Kalau sikap hormat pada guru dianggap “kampungan”, jangan salahkan kalau nanti bangsa ini kehilangan sopan santun sebelum kehilangan sumber daya alamnya.
Sebab negeri ini besar bukan hanya karena batu bara dan nikel, tapi karena akhlak para guru yang sabar mengajar tanpa pamrih.

 

Hari Santri ke Indonesia Emas

 

Tepat di momen Hari Santri Nasional, 22 Oktober seharusnya kita belajar menunduk bukan pada manusia, tapi pada nilai-nilai yang membentuk manusia.

Santri yang mencium tangan gurunya hari ini bisa jadi pemimpin yang mencium bumi Indonesia dengan kerja keras dan ketulusan di tahun 2045 nanti.

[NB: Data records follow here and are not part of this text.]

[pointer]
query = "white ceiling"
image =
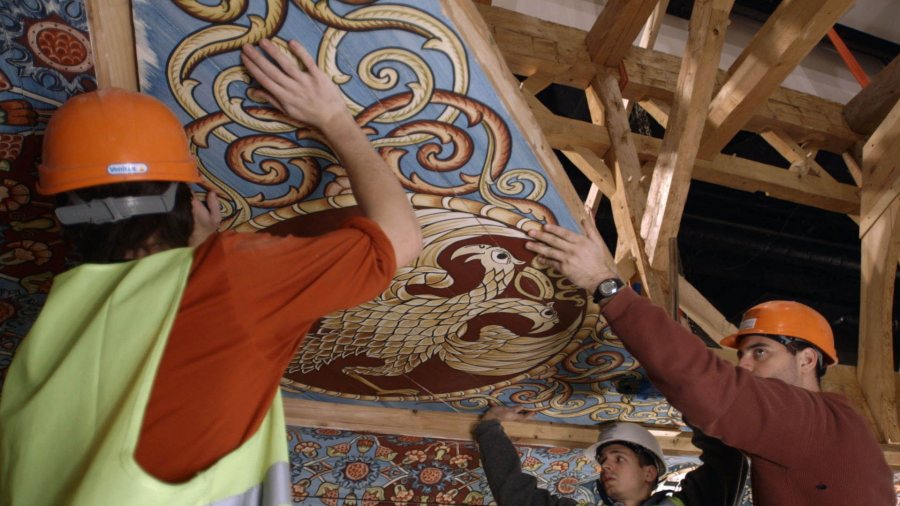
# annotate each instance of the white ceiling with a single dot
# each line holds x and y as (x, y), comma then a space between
(875, 17)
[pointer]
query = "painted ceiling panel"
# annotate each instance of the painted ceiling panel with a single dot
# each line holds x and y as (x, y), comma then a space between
(338, 467)
(45, 57)
(476, 320)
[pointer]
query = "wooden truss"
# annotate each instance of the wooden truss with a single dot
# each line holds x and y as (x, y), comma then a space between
(647, 180)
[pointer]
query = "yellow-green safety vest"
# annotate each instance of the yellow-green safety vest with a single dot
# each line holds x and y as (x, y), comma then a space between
(75, 396)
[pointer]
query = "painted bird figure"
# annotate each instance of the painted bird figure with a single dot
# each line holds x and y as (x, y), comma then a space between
(405, 330)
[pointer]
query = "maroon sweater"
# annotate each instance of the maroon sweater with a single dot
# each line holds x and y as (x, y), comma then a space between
(805, 447)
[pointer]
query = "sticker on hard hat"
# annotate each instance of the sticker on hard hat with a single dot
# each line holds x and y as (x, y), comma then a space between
(124, 169)
(749, 323)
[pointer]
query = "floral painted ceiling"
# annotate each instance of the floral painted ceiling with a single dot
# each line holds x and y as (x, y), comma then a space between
(476, 320)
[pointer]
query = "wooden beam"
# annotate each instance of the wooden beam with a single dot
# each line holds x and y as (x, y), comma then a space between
(729, 171)
(703, 313)
(458, 426)
(628, 201)
(672, 175)
(784, 40)
(615, 29)
(651, 28)
(880, 253)
(483, 48)
(868, 108)
(112, 43)
(880, 170)
(657, 109)
(536, 82)
(842, 379)
(802, 162)
(529, 44)
(593, 167)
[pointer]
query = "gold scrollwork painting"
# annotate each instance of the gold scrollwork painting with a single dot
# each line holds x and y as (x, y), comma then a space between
(476, 319)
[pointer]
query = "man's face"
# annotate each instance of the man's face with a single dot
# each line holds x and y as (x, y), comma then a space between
(623, 476)
(767, 358)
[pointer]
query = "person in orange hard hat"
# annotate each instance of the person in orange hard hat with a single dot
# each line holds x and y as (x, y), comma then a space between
(152, 374)
(795, 326)
(805, 446)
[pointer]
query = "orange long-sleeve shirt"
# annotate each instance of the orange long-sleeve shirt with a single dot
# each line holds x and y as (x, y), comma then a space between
(249, 301)
(805, 448)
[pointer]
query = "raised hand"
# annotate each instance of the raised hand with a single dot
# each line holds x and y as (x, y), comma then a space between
(307, 95)
(583, 259)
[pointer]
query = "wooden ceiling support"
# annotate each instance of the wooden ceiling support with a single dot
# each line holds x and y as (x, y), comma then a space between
(616, 28)
(629, 198)
(784, 40)
(802, 161)
(880, 170)
(458, 426)
(654, 23)
(529, 44)
(672, 175)
(880, 233)
(703, 313)
(875, 366)
(868, 108)
(112, 43)
(729, 171)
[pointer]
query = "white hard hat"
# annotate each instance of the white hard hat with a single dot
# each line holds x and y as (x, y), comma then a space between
(631, 433)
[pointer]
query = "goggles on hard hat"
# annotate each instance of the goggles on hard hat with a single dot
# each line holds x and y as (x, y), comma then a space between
(112, 209)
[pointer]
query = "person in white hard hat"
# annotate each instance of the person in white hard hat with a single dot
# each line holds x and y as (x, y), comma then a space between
(632, 464)
(806, 446)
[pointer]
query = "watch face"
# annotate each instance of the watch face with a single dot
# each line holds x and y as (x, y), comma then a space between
(609, 287)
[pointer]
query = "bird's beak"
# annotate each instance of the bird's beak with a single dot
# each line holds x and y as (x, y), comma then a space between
(541, 327)
(472, 249)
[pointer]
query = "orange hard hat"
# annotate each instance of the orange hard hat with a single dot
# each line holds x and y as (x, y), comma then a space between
(788, 319)
(113, 136)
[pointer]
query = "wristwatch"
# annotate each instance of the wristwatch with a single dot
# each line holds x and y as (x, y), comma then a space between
(607, 288)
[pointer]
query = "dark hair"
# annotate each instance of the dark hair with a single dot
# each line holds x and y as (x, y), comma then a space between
(795, 346)
(114, 242)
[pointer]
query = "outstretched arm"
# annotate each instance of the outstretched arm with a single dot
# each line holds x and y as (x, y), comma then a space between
(310, 96)
(508, 483)
(583, 258)
(721, 477)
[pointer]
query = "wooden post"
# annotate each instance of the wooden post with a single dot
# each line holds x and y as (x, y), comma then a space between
(615, 29)
(880, 253)
(867, 109)
(112, 42)
(672, 175)
(784, 40)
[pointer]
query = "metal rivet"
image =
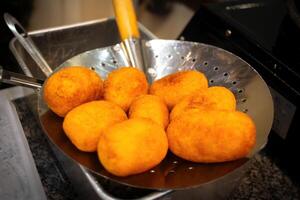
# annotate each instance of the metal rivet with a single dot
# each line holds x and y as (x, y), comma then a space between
(147, 44)
(152, 72)
(116, 47)
(228, 33)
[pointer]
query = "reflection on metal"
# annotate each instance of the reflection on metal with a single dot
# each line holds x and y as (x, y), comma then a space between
(245, 6)
(166, 57)
(132, 47)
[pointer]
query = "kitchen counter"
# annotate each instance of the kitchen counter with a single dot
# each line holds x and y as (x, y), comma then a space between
(264, 180)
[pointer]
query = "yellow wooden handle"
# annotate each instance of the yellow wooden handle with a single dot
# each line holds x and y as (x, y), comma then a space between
(126, 19)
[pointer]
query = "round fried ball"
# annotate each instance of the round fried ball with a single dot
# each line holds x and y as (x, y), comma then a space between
(209, 136)
(123, 85)
(70, 87)
(216, 98)
(133, 146)
(150, 107)
(84, 124)
(174, 87)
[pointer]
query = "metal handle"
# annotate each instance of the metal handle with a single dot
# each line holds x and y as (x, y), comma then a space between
(104, 195)
(19, 79)
(126, 19)
(129, 32)
(27, 43)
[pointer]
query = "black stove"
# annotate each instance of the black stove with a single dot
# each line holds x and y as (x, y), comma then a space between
(266, 34)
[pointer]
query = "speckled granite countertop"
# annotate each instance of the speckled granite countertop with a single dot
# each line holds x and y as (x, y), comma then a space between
(264, 180)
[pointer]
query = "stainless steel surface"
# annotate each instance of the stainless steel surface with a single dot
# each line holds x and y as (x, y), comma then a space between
(132, 47)
(61, 43)
(19, 177)
(19, 79)
(27, 43)
(164, 57)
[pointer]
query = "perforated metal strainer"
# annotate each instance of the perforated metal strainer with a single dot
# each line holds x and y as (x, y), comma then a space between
(160, 58)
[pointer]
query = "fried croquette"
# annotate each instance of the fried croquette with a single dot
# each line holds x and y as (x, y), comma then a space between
(208, 136)
(215, 98)
(133, 146)
(70, 87)
(123, 85)
(84, 124)
(150, 107)
(174, 87)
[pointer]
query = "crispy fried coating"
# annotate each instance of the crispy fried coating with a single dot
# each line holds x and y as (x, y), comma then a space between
(215, 98)
(211, 135)
(133, 146)
(70, 87)
(174, 87)
(123, 85)
(84, 124)
(150, 107)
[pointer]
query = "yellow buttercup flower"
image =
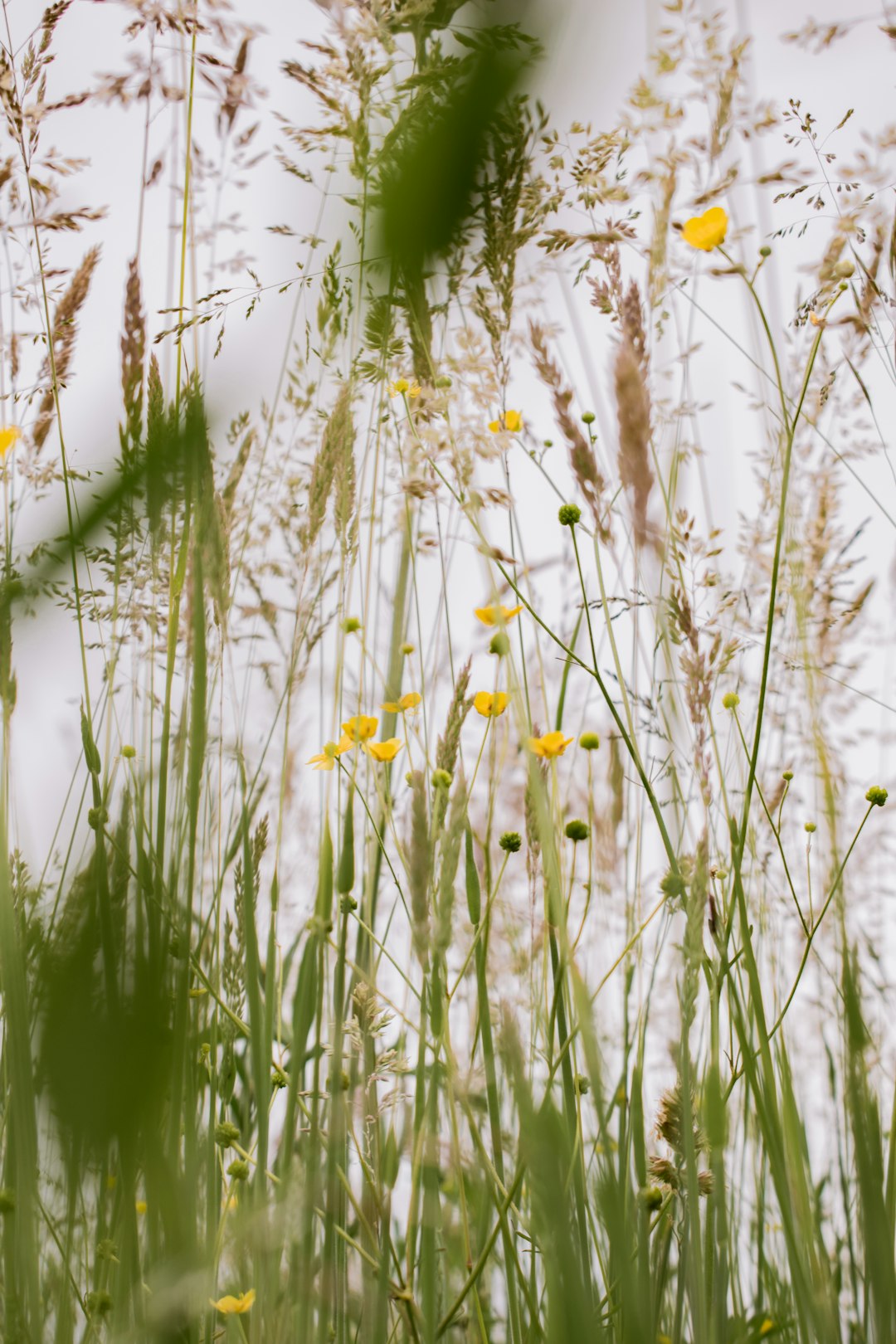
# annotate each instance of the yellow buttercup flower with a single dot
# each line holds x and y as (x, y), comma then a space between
(705, 231)
(359, 728)
(402, 387)
(8, 437)
(384, 750)
(325, 758)
(230, 1305)
(403, 706)
(496, 615)
(511, 421)
(550, 745)
(488, 704)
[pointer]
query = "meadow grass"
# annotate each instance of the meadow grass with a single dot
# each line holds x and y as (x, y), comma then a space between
(542, 1011)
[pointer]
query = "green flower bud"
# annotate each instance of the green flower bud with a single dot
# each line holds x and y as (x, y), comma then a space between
(99, 1303)
(652, 1198)
(226, 1133)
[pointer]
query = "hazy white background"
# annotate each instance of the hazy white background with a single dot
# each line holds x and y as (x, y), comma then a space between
(594, 52)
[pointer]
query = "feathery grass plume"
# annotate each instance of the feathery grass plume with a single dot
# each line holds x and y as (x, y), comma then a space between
(236, 474)
(582, 459)
(633, 411)
(65, 331)
(657, 277)
(419, 867)
(450, 739)
(723, 121)
(158, 431)
(334, 453)
(344, 504)
(134, 347)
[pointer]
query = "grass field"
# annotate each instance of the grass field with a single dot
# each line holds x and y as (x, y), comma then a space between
(468, 916)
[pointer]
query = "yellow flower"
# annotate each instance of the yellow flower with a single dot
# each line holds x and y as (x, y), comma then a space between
(230, 1305)
(8, 438)
(325, 758)
(360, 728)
(384, 750)
(705, 231)
(401, 386)
(550, 745)
(511, 421)
(403, 706)
(489, 706)
(496, 615)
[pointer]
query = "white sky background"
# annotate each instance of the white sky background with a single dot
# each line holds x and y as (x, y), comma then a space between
(596, 51)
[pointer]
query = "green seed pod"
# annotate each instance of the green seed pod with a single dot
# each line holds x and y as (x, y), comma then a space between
(324, 908)
(345, 875)
(226, 1133)
(473, 890)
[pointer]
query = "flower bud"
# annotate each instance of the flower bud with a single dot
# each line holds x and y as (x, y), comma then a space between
(226, 1133)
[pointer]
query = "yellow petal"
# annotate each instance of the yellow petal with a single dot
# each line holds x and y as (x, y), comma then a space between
(709, 230)
(384, 750)
(550, 745)
(8, 436)
(511, 421)
(230, 1305)
(359, 728)
(496, 615)
(488, 704)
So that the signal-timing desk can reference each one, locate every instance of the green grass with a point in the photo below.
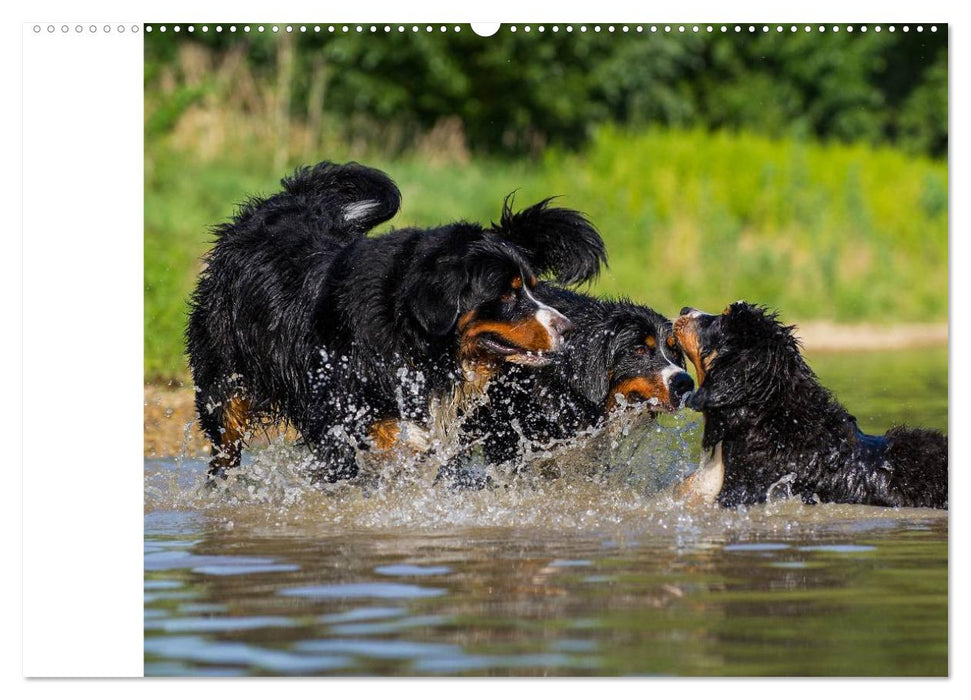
(849, 233)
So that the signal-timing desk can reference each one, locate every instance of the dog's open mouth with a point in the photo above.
(510, 352)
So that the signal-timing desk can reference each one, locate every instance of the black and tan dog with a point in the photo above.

Sebab, bangsa besar tak lahir dari mereka yang paling cepat menjawab soal,
tapi dari mereka yang paling lambat meninggalkan sopan santun.

 

Maka biarlah santri tetap dengan adabnya.
Biarlah mereka mencium tangan gurunya tanpa perlu izin kamera.

Karena dalam setiap ciuman itu, ada doa agar bangsa ini tetap punya generasi yang tahu kapan harus berjalan tegak dan kapan harus menunduk dengan hormat.